The “Domestic Violence Prevention Centre” is funded by the Department of Communities, Child Safety and Disability Services, Queensland Government.
This taxpayer-funded organisation claims that violence used by women against their male partners often happens “when a woman has to defend herself against an assault in an effort to protect herself from further violence”.
It also attempts to rationalise female domestic violence as a situation when an “oppressed” woman “hits back after experiencing a long history of violence and abuse from her partner in the relationship”.
“Although she may use violence in this incidence she is not the most powerful or most dangerous person in the relationship. She may continue to fear for her safety”, says the Centre on its website.

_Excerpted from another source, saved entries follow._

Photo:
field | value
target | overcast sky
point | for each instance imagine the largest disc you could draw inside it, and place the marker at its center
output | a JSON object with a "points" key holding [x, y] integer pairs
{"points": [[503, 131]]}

In other words, this organisation is attempting rationalise female domestic violence. It is doing so by somehow placing all the blame on male victims of domestic violence rather than the actual female perpetrators!
Male victims often report that their complaints concerning their partners’ violent behaviour have not being taken seriously by social services that apparently believe a man can never be the sole victim of such violence.

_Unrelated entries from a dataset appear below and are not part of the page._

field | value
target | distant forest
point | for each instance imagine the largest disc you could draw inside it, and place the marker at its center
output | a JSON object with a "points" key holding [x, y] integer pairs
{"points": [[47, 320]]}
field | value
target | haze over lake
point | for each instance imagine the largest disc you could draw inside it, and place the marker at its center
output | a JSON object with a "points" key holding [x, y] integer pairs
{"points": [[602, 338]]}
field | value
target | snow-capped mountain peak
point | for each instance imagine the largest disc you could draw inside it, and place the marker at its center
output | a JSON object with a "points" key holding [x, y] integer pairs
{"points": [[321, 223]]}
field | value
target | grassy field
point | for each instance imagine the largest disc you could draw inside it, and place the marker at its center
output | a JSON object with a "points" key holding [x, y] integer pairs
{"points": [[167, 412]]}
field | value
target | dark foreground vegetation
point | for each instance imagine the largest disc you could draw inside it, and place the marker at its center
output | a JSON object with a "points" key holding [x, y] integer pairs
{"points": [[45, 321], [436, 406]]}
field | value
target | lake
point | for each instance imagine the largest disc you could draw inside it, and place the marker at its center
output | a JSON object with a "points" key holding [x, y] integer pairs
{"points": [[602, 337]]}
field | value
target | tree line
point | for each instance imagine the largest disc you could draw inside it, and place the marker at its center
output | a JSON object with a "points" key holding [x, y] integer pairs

Some have even been put at risk of further violence against themselves and their children by services contacting the abusing female partner and letting her know the man has sought help. There is even this feminist assumption that the male victim of domestic violence may actually be the primary perpetrator.
For those who still believe that women can never be the sole perpetrators of domestic violence, I would like to recommend an excellent book by Paul Kidd. It’s called “Australia’s Most Evil Women”.

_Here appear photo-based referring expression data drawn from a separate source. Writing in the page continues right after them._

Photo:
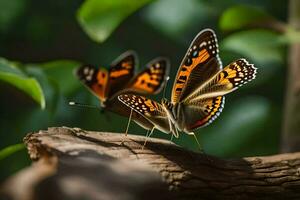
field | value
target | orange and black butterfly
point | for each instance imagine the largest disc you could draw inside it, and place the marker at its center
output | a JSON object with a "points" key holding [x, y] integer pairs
{"points": [[198, 90], [121, 78]]}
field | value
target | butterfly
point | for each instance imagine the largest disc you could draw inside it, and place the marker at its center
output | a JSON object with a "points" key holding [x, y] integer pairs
{"points": [[121, 78], [197, 97]]}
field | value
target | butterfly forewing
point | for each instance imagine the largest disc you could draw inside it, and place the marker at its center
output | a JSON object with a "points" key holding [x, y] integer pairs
{"points": [[203, 48], [230, 78], [121, 72], [95, 79], [152, 79]]}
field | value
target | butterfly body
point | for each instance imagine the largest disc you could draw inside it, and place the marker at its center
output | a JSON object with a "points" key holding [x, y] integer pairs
{"points": [[198, 91], [121, 78]]}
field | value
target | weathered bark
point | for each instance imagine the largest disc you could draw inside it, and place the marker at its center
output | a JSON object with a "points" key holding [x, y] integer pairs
{"points": [[77, 164], [291, 125]]}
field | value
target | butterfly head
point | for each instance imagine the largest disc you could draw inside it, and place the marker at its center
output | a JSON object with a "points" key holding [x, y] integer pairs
{"points": [[87, 74]]}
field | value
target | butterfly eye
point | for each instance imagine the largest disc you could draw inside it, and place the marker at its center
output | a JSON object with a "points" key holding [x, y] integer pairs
{"points": [[188, 62], [195, 54]]}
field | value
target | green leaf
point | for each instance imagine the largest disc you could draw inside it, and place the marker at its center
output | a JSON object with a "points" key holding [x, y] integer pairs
{"points": [[240, 16], [10, 73], [10, 11], [259, 46], [100, 18], [7, 151]]}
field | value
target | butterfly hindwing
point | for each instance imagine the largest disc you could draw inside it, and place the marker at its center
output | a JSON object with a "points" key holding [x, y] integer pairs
{"points": [[151, 110], [202, 112], [121, 72], [202, 49], [152, 79], [95, 79]]}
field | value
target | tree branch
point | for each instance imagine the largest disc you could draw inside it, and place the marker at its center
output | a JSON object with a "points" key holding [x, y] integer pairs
{"points": [[94, 165]]}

According to this book, Australia has the higher percentage of female serial killers anywhere in the world. “Of the thirty-two recognised cases of serial murder in modern times in Australia, nine of the killers were woman – or around 33 per cent – with only two of those cases in tandem with a male” (p.1).
As the author points out, “women murder for a variety of reasons – the most common being the [alleged] slaying of a husband after years of abuse…” But he reminds us that only a small number cases of murder would fit this particular category. These crimes were committed by women against their own children and male partners.
These are crimes that, according to the author, “could only be classified as pure evil, as no other reason has been found for why they did it”. After all, Kidd asks rhetorically: “Who smothers four of her little children to death over a ten-year period and blames cot death? Who stabs her husband to death after sex and then skins his corpse, hangs the pelt in the doorway, then cooks his head in a pot and bakes his buttocks in the oven for the kids’ dinner?”
After reading this book you will be unable to accept the feminist narrative that domestic violence is primarily a gender issue caused by men behaving badly toward their wives and children.
In truth, women can be as violent as men and the fact that both genders may commit violent acts in the home in roughly equal numbers has been clearly established in so many studies that it requires no reiteration.